New York

Larry Poons

Andre Emmerich Gallery

Larry Poons’ status as the last certified modernist painter interests me, independently of any particular painting. In 1972 Michael Fried considered it a matter of “conviction” that Poons’ thick, dense, poured paintings were the authentic successors to the school of Olitski. Poons’ work is crude, not lyrical; gloppy rather than slick; clotted and clogged rather than sensual and efficient. Looking back over the ’70s, Poons acts as a barometer of change in the look of a lot of abstract painting—a look which Ralph Humphrey, Ron Gorchov, and even artists like Rodney Ripps share, even though they could not be termed modernist in the Friedian sense. For me, the change ii; sensibility has come to a head in Barbara Rose’s “Painting of the ’80s” show, a change from the rigor of Newman to the emotional messiness of Still. Poons’ paintings look more and more like Still’s in their sluggishness, and absolutely unlike Pollock’s or Louis’, whose work he once was said to have synthesized.

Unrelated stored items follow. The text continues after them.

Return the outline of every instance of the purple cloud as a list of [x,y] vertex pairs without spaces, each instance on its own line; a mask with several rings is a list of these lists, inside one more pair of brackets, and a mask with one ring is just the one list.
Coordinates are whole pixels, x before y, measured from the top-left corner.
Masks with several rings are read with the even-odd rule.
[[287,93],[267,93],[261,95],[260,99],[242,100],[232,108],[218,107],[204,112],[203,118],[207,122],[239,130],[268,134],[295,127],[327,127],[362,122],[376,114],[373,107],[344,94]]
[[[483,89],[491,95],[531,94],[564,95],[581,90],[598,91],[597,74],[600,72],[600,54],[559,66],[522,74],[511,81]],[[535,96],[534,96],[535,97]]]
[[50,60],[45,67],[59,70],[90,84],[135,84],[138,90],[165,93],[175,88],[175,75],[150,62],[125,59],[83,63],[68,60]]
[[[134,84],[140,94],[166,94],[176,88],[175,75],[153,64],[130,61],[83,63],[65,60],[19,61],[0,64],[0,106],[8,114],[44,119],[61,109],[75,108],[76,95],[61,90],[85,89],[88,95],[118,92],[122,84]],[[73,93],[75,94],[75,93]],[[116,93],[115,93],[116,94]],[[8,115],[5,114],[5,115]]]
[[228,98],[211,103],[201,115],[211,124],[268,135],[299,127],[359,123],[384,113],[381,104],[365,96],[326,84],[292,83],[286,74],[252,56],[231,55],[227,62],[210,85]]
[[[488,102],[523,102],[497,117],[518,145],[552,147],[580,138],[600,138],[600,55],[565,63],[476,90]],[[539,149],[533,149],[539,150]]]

The new paintings are neither abstract nor pictorial. The “skin” of paint is very aggressive on its own terms, but it is not really interesting enough in itself to capture and hold our attention. The question I kept asking myself was what is he hiding? The paint acts as a barrier, like some impenetrable bark, leprous skin, or lava flow. Rather than wondering about what is there, I wonder what Poons has eliminated, decided to cover up. These paintings are extremely thick, with hundreds of colors and lots of surface incident. They are very slow to look at and were probably slow to make. Poons’ most explicit concern seems to be with paint being dragged around, with its build up, with its drying time. All the slowness does not yield to a satisfying conclusion, and stays diffuse and aimless. In the last three years color has gone from beige and tans to grays, a kind of no-color accomplished by the use of grayed complementaries in close, splintered proximity—like burnt orange and olive green. Color has gone, in other words, from fleshy to visceral—literally, anatomical insides, intestinelike color, multicolored mush that gives the overall impression of a dirty neutral.

I never liked Poons’ career-opening dot/ellipse paintings or his career-switching elephant skin paintings (although I liked the guts it took to change styles). I do think, however, that the first group of drip/splash paintings are quite attractive. There is one in the Boston Museum of Fine Arts about a mile long with a gorgeous expanse of emerald green-blue. The painting is “about” a kind of bravura performance, a specialized kind of painting craft, and the technical effort necessary to accomplish such a unified gesture on such a huge surface.

This should not be confused with any supposed intellectual content. According to Michael Fried, Poons’ main ambition is that “every grain or particle or atom of surface compete in presentness with every other.” This is complicated by the competition of color tactility: “color and tactility contend with one another for possession of the picture-surface.” If that’s what makes the paintings important, or good, then they aren’t either. The new splash/drip/glob paintings must be seen close up, must be read up and down (most of them are tall and skinny), and need to be explored for bits of color which appear and disappear. Presentness is ruled out from the start, and competition is not between color and tactility but between the viewer’s impatience and the paintings’ obdurate physicality. Poons is not quite up to Fried’s metaphors of the free market system (competition between all individual parts) and capitalism (possession of the surface, like ownership of the property). My bark, lava, and intestinal metaphors are only slightly more adequate, but I think they stick closer to the actual manipulations of paint.